The gathering of collective memory. A pre-literate notion of memory, in a communal way, something commemorative rather than putting a memory in a container. What we thought it was going to be changed completely. We are in that way changing our memory of what it was supposed to be. What are you able to collect? Memories? Objects? People? A collection of texts and people, collecting and composing each other? Somehow it's not even important that we have all the knowledge, what's important is the living, generative sense of the collection.

technologising the word

Simon Browne

technologising the word

see also reading/writing, understanding texts

According to the philosopher Vilém Flusser, history---in the traditional sense of a record of events---begins with writing. As such, writing created a linear, historical consciousness. This allowed us to see events as part of a process that is manipulable by humans, outside of divine intervention. Before the technology of writing, a propriocentric notion of the world dominated human consciousness; perceived through the senses, immediate and without what we think of as history, which comes from the ability to store memory in texts. Flusser adds that “Those who use texts to understand the world, those who ‘conceive’ it, mean a world with a linear structure”.1

In pre-literate cultures, such as in Ancient Greece, songs were stitched together into rhapsodies.2 Before literacy, texts existed as oratories, plays, epics, proclamations and dialogues; mostly oral forms. The nature of text is to knit together communication. In literate cultures texts become textiles, tapestries that form cultural narratives.

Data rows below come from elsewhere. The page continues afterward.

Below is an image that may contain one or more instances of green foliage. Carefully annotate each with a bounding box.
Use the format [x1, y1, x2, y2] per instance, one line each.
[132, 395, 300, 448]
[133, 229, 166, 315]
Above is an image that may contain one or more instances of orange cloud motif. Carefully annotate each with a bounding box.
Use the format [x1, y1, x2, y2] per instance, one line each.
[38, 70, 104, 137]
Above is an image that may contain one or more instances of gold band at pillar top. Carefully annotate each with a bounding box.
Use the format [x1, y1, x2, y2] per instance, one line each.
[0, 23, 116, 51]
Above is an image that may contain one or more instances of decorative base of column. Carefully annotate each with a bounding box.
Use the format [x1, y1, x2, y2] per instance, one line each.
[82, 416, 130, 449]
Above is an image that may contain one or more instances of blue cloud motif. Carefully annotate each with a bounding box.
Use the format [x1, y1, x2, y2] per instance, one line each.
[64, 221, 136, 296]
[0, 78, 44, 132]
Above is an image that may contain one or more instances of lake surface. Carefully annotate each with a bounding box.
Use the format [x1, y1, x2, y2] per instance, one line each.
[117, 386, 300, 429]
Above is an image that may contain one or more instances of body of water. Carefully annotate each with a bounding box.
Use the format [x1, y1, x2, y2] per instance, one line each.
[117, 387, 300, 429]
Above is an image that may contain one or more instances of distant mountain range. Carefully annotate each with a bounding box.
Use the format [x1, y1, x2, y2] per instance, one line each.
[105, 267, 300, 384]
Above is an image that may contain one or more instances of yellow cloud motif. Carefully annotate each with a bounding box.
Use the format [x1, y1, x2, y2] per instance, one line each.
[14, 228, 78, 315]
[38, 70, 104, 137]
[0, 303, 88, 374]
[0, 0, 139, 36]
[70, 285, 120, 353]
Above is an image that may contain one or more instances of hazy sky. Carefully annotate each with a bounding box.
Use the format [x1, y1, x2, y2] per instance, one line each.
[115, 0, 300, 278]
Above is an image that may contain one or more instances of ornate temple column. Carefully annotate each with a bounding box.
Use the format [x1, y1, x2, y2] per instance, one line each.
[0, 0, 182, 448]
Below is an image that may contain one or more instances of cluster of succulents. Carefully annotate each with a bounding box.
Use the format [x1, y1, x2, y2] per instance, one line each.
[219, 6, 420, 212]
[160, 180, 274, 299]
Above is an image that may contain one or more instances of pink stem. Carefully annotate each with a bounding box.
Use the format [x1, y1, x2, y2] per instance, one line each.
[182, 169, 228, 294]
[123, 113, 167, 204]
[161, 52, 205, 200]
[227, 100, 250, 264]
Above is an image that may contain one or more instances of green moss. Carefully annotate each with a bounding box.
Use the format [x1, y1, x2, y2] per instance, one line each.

Image: The Rosetta Stone, a tablet discovered in 1799, inscribed with three versions of a decree written in Ancient Egyptian and Ancient Greek

  1. Vilém Flusser ‘The Future of Writing’, from Flusser, V. and Ströhl, A. (2002) Writings. Electronic mediations v. 6. Minneapolis: University of Minnesota Press. 

  2. Ong, W.J. and Hartley, J. (2012) Orality and Literacy: the technologizing of the word. Orality and literacy. 30th anniversary ed.; 3rd ed. London ; New York: Routledge.